Rissa in piazza Libertà, in carcere i tre giovani

Dopo essere stati medicati all'ospedale di Cattinara sono finiti al Coroneo. "Beccati" in flagranza, dovranno rispondere di utilizzo di armi improprie o comunque oggetti atti ad offendere e rissa. Salvini: "Lavoriamo seriamente per ripulire la città"

I tre giovani iracheni che ieri 3 luglio sono stati protagonisti di un fatto di sangue che per poco non ha assunto i caratteri di una tragedia sono finiti in carcere. Prima di essere stati tradotti alla casa circondariale di via Coroneo a Trieste, i tre (F. H. N. F. del 1992, S. H. del 1996 e O.I. di 29 anni, erano stati trasportati all'ospedale di Cattinara per le gravi ferite riportate nella violenta collutazione scoppiata intorno poco dopo le 17 in piazza Libertà. 

Flagranza di reato: le accuse

La prognosi per i tre cittadini di origine irachena è, rispettivamente, di 12, 15 e 20 giorni. Come si legge nella nota della Polizia Locale che è intervenuta sul posto con diverse macchine, assieme alla Polizia di Stato e i Carabinieri, "tutti e tre gli uomini sono stati arrestati in flagranza". L'accusa è quella relativa all'utilizzo di armi improprie o comunque oggetti atti ad offendere e rissa. Durante la collutazione infatti è saltato fuori un coltello. I giovani coinvolti, al momento della rissa, sembra fossero sotto l'effetto dell'alcool. 

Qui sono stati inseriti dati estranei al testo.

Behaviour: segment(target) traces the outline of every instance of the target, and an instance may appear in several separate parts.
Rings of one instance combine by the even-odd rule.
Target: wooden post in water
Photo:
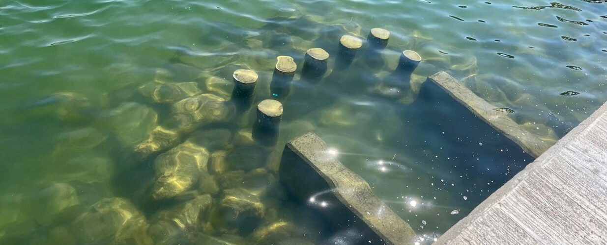
[[[375,50],[383,50],[388,46],[388,39],[390,39],[390,31],[381,28],[371,29],[369,36],[367,38],[369,42],[369,47]]]
[[[302,77],[314,82],[327,73],[329,53],[320,48],[310,48],[305,54],[305,60],[302,68]]]
[[[232,90],[232,100],[234,101],[239,111],[246,111],[253,103],[259,76],[255,71],[240,69],[234,72],[232,77],[234,87]]]
[[[290,56],[278,56],[276,59],[276,67],[270,83],[270,92],[273,97],[283,99],[291,91],[291,82],[295,77],[297,65]]]
[[[362,41],[360,38],[350,35],[344,35],[339,40],[339,51],[337,54],[336,69],[345,70],[356,56],[358,50],[362,47]]]
[[[396,67],[396,72],[404,74],[408,73],[410,76],[421,62],[421,56],[419,54],[415,51],[405,50],[401,55],[398,67]]]
[[[256,141],[267,146],[276,145],[282,110],[282,103],[278,100],[265,100],[257,105],[257,120],[253,131]]]
[[[381,28],[371,29],[367,38],[369,46],[363,55],[365,62],[370,68],[379,69],[385,65],[382,51],[388,46],[389,39],[390,31]]]
[[[421,56],[415,51],[402,51],[396,70],[377,87],[378,92],[384,97],[393,99],[409,94],[411,75],[421,62]]]

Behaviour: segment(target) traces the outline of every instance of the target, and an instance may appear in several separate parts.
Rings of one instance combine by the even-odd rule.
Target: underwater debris
[[[493,111],[499,111],[499,112],[501,112],[501,113],[514,113],[514,109],[510,109],[510,108],[505,108],[505,107],[503,107],[503,108],[495,108],[495,109],[493,109]]]
[[[575,91],[568,91],[563,92],[563,93],[560,93],[559,94],[560,94],[561,96],[575,96],[575,95],[580,94],[580,93],[578,92],[575,92]]]

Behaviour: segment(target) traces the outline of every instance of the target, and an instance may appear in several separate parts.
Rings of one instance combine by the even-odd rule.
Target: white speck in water
[[[295,10],[291,8],[282,8],[279,11],[281,12],[294,12]]]
[[[337,155],[337,150],[336,150],[335,149],[329,149],[328,151],[327,151],[327,152],[328,154],[330,154],[331,155]]]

La cronaca dei fatti: cos'è successo davanti alla stazione

Le reazioni: Salvini e Polidori

Naturalmente l'accoltellamento ha provocato numerose reazioni politiche. Il vicesindaco Paolo Polidori è intervenuto attraverso una diretta facebook, mentre anche il ministro degli Interni, Matteo Salvini (atteso domani in Prefettura per la firma di un importante accordo sul porto e dei protocolli sui "Rimpatri" e "Legalità") ha pubblicato un post su Facebook affermando che "lavoriamo seriamente per ripulire la città, visto quello che è successo in piazza Libertà con la rissa tra immigrati". 

I tre migranti dall'ospedale quindi sono stati portati presso la caserma San Sebastiano di via Revoltella e, successivamente, sono finiti in carcere a disposizione dell'Autorità Giudiziaria.